Bölüm sonu duyurusunu okumayı unutmayın. Sizleri seviyorum.

İyi okumalar! ♡

İZEL KARA

Aslında herkes bir satranç oyununun içerisindeki taşlardan ibaret bu hayatta. Fakat bu oyunun içinde doğan insanlara hangi taş olmak istedikleri sorulmuyor nedense... Kimileri umursanmadan öne atılan ve ölmesine göz dahi kırpılmayan bir piyon rolünü oynuyor rakibi oyalayacak yem misali... Kimileri ise tüm taşları kendi canı için feda edecek kadar bencil olan şahı... Aslında acıyorum şah olanlara, kendilerini oyunun kalbi zannedip herkese tepeden bakıyorlar. Oysa oyun bitince piyonlar ile aynı kutuya koyulacaklarından bihaberler.

Eğer piyonsanız güçsüzsünüz demektir. Bu oyunda da güçsüzler ölmeye mahkumdur. Şahı yöneten el olmak için çabalayan piyonlar asla başarılı olamaz. Piyon doğmuş akıllı insanlar ise şahı yöneten el olmaktansa o eli yöneten akıl olmaya çalışır. Çünkü satranç elle değil akılla oynanır.

"Aklı zenginler, cebi zenginlere acırmış İzel biliyor muydun bunu?"

Elinde ki kaleyi yavaşça vezirimin dibine kadar getirdi. Ardından saatine basmayı da ihmal etmemişti. Gülümseyerek oyunu incelediğimde kalesini koruyan bir taşın olmadığını fark ettim. Tek hamleyle kalesini oyun dışına koymuştum bile.
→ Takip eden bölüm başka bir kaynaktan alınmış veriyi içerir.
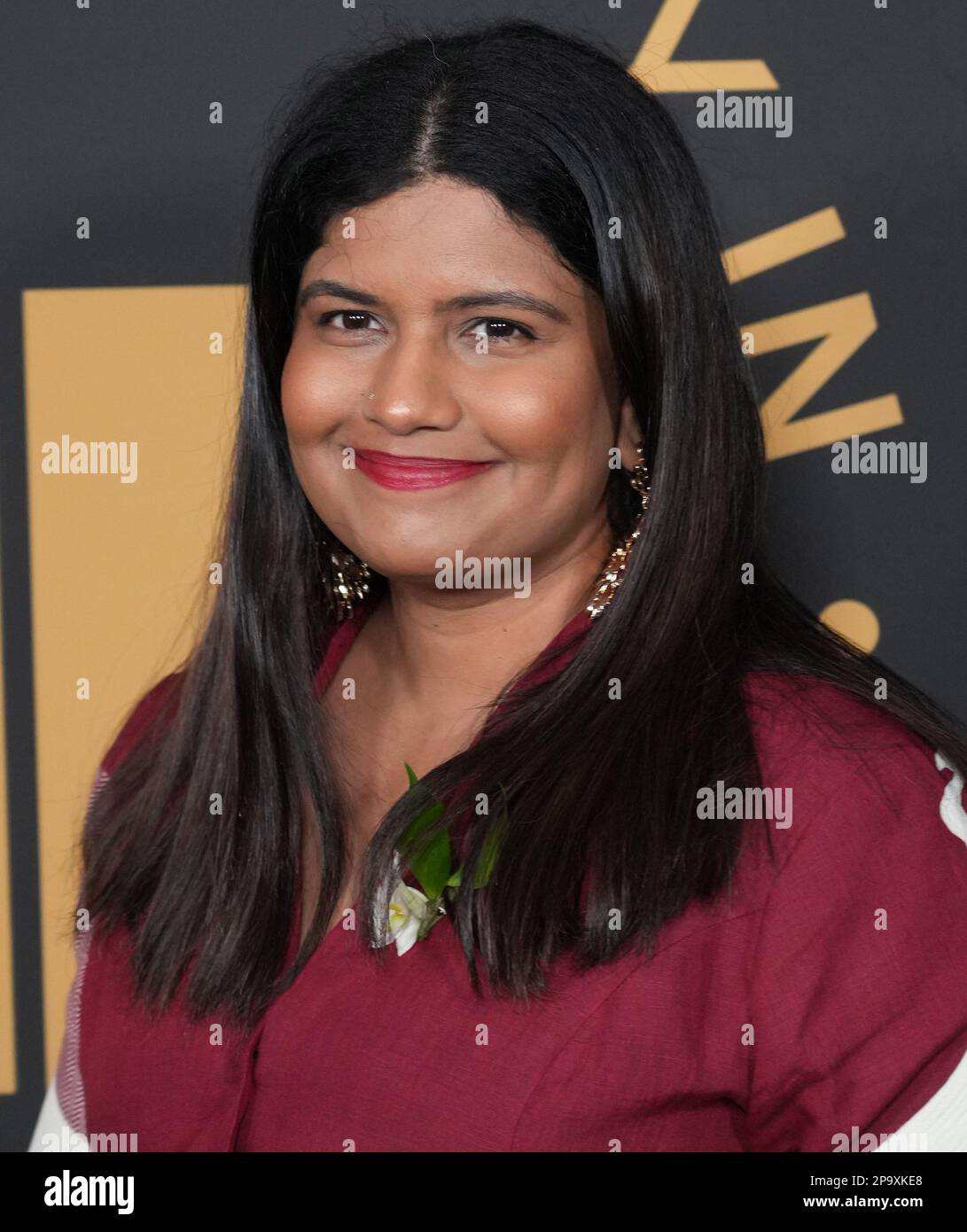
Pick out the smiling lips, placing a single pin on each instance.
(410, 473)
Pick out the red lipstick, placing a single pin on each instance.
(411, 473)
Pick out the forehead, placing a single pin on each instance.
(440, 236)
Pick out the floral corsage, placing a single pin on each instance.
(413, 912)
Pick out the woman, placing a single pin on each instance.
(420, 852)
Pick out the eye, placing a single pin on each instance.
(353, 323)
(508, 327)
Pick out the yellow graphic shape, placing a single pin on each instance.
(853, 620)
(117, 568)
(657, 68)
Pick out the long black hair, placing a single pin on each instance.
(583, 153)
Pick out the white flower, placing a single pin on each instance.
(408, 909)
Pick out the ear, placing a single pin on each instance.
(628, 435)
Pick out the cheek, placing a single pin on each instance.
(309, 401)
(559, 413)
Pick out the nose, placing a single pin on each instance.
(410, 387)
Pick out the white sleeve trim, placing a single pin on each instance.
(52, 1131)
(940, 1124)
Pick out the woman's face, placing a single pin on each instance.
(387, 360)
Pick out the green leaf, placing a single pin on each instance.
(432, 862)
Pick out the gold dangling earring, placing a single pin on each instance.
(613, 571)
(350, 581)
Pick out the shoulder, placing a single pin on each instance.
(854, 765)
(862, 941)
(148, 713)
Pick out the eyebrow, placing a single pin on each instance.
(504, 296)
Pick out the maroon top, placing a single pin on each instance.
(825, 995)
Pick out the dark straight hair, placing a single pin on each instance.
(575, 148)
"Benim şu an sana acıdığım gibi mi baba?"

Gülümsemekle yetindi babam. Oyuna göz gezdiriyordu. Sonra en arkalardan siyah fili aldı eline, çaprazlamasına uzunca getirdi ve vezirimi tek hamlede devirdi.

"Satrançtaki pişmanlıktan daha büyük pişmanlık yoktur,"

sonra eli ile oynamamı işaret etti. "Şu an olduğun gibi mi kızım?"

Bazen onu her konuda yendiğimi hissetsem dahi, anlık bir hissiyatın bana yaptığı ev sahipliğinden beni çabucak kurtarıyordu. Söylediklerine sadece gülümsemekle yetindim. Oyuna odaklandığım zaman piyonlarım ve şahım dışında bir şeyin kalmadığını fark ettim. Babamın siyah taşları kesinlikle benden üstündü. Öylece dizi olan bir kaç piyonumdan biri rastgele iki adım öne sürdüm. Saatime dokunmamla babamın piyonuma yakın olan atını piyonumun önüne getirmesi ve aklımda ki planı suyu düşürmesi bir olmuştu.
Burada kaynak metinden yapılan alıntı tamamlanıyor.